We know that the closer any object of this world comes to us, the less we can contemplate it and comprehend it.

Christ has come so close to us in the Christian Church (if I may so speak), that we cannot gaze on Him or discern Him.

He enters into us, He claims and takes possession of His purchased inheritance;

He does not present Himself to us, but He takes us to Him.

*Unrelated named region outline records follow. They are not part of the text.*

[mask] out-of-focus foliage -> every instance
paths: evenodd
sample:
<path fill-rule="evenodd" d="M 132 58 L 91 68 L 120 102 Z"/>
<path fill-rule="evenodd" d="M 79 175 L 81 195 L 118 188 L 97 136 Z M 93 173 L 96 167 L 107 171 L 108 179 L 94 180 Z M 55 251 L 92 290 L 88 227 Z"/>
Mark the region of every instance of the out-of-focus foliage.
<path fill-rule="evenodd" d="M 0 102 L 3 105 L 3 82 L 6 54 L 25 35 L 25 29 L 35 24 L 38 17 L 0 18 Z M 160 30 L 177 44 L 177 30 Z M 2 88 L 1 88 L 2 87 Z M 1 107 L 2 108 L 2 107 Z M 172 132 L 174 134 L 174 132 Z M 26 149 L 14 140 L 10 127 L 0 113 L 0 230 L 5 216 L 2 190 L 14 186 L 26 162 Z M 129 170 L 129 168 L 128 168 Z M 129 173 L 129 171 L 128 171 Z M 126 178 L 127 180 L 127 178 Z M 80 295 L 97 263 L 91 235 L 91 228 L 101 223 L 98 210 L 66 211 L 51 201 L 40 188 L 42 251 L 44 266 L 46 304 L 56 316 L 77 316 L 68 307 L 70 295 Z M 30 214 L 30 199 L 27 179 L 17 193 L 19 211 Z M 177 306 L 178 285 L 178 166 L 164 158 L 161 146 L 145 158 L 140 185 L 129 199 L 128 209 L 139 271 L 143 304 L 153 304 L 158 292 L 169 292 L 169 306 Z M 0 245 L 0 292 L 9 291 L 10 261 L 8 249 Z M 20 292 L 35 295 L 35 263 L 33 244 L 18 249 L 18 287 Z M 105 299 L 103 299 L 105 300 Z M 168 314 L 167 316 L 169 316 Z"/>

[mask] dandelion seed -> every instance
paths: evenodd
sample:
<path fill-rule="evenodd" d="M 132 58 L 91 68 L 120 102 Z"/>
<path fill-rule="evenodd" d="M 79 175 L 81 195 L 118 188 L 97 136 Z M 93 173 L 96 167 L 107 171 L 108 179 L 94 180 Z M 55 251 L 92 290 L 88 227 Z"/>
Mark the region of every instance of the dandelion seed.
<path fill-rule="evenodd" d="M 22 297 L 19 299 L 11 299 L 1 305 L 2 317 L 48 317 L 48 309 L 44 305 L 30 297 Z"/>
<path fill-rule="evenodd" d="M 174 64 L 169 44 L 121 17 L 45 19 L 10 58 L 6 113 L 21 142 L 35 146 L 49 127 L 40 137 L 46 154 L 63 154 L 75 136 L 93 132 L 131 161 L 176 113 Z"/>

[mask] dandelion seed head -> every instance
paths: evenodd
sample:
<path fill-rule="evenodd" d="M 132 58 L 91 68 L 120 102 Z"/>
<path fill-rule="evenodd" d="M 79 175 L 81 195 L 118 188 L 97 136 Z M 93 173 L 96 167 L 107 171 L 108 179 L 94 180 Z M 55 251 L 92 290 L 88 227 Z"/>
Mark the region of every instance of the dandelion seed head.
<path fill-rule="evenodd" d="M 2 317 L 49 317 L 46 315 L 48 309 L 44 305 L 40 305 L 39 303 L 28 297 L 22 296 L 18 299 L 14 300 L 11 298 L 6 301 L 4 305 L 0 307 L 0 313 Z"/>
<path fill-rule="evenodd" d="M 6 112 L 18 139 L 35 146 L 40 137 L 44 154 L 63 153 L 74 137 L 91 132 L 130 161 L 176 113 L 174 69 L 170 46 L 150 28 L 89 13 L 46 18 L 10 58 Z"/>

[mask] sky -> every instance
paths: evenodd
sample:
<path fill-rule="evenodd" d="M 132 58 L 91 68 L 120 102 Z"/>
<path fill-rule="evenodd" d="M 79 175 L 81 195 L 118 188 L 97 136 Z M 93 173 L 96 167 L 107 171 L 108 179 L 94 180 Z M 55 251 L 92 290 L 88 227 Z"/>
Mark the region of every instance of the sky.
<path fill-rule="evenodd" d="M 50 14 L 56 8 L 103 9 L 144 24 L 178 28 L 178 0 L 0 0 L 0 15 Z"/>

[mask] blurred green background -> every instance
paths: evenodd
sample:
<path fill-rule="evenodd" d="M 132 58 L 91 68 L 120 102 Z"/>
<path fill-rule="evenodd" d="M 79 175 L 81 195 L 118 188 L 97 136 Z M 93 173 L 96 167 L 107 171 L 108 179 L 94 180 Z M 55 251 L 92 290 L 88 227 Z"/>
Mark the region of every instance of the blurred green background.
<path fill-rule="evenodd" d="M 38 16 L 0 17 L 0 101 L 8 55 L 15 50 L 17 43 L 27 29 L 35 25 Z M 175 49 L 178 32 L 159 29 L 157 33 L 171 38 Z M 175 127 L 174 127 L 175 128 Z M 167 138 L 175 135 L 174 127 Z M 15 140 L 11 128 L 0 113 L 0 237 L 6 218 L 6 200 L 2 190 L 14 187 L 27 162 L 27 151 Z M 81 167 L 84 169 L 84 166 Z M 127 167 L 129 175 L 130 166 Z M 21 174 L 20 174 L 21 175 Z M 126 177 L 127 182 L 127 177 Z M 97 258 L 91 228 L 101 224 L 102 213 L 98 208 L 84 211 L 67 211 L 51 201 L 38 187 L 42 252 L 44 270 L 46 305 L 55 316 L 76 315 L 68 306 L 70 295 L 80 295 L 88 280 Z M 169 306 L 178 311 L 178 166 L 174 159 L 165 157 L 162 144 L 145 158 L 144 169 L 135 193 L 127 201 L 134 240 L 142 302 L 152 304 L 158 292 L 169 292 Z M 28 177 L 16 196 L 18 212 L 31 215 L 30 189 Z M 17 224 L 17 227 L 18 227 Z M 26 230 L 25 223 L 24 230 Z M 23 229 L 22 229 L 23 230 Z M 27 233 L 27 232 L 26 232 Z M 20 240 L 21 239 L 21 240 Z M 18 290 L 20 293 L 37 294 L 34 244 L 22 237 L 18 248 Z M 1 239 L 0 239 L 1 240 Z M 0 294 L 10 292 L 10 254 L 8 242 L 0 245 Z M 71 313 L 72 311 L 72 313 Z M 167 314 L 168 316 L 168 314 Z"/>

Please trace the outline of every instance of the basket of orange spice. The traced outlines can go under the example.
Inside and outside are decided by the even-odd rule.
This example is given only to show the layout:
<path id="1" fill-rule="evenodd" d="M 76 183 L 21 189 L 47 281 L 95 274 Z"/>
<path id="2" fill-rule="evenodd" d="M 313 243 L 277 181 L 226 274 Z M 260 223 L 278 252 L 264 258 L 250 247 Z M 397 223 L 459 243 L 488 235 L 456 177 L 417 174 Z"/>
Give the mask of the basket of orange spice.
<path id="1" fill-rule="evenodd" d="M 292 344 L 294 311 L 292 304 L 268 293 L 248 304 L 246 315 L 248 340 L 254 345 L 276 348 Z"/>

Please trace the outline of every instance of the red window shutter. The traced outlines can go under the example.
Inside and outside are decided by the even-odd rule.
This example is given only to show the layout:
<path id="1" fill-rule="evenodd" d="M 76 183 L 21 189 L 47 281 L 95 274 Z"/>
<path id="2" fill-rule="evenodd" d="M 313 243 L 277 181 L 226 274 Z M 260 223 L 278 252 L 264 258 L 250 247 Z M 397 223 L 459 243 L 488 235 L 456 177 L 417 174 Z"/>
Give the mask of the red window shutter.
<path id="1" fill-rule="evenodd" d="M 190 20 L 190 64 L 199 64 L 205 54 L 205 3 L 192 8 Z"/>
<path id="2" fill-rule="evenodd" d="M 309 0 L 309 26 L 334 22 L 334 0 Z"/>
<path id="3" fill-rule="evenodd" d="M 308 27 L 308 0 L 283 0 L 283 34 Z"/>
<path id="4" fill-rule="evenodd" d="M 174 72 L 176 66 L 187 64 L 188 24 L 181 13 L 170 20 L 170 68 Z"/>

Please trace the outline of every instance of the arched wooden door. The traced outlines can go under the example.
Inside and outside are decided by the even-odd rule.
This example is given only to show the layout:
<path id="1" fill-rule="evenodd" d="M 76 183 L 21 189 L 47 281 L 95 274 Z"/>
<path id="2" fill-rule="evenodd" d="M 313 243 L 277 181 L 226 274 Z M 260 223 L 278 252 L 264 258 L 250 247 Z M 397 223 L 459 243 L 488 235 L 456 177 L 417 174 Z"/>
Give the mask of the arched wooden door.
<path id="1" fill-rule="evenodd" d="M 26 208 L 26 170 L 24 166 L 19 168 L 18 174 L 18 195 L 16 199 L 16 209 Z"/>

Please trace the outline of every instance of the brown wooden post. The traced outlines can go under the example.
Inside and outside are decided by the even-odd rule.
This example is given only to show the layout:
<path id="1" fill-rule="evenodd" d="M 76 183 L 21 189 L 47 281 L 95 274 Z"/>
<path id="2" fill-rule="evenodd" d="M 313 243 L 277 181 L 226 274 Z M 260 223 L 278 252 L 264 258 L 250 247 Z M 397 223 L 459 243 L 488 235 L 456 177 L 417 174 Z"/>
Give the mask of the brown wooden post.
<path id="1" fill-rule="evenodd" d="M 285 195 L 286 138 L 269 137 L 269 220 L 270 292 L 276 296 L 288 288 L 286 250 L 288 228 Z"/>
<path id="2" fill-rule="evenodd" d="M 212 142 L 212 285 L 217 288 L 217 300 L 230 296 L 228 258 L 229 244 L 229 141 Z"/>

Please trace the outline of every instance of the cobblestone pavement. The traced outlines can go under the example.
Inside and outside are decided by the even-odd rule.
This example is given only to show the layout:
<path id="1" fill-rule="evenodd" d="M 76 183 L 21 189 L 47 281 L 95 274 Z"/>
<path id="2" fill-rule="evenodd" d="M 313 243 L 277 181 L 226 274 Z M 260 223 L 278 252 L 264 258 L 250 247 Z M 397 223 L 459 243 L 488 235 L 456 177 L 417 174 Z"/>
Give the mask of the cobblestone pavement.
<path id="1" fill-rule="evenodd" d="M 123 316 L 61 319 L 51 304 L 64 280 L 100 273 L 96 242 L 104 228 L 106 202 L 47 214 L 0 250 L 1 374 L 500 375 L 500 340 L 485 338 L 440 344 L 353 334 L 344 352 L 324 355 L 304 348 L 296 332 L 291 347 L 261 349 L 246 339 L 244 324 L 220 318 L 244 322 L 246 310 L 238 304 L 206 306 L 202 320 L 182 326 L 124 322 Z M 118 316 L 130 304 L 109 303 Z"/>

He makes us His members.

Our faces are, as it were, turned from Him;

we see Him not, and know not of His presence, except by faith, because He is over us and within us.

And thus we may at the same time lament because we are not conscious of His presence, as the Apostles enjoyed it before His death;

and may rejoice because we know we do possess it even more than they, according to the text,

whom having not seen (that is, with the bodily eyes) ye love; in whom, though now ye see Him not, yet believing, ye rejoice with joy unspeakable and full of glory: receiving the end of your faith, even the salvation of your souls (1 Peter 1:8-9).

John Henry Cardinal Newman (1801-1890): Parochial and Plain Sermons, vol. 6, Sermon 10. The Spiritual Presence of Christ in the Church.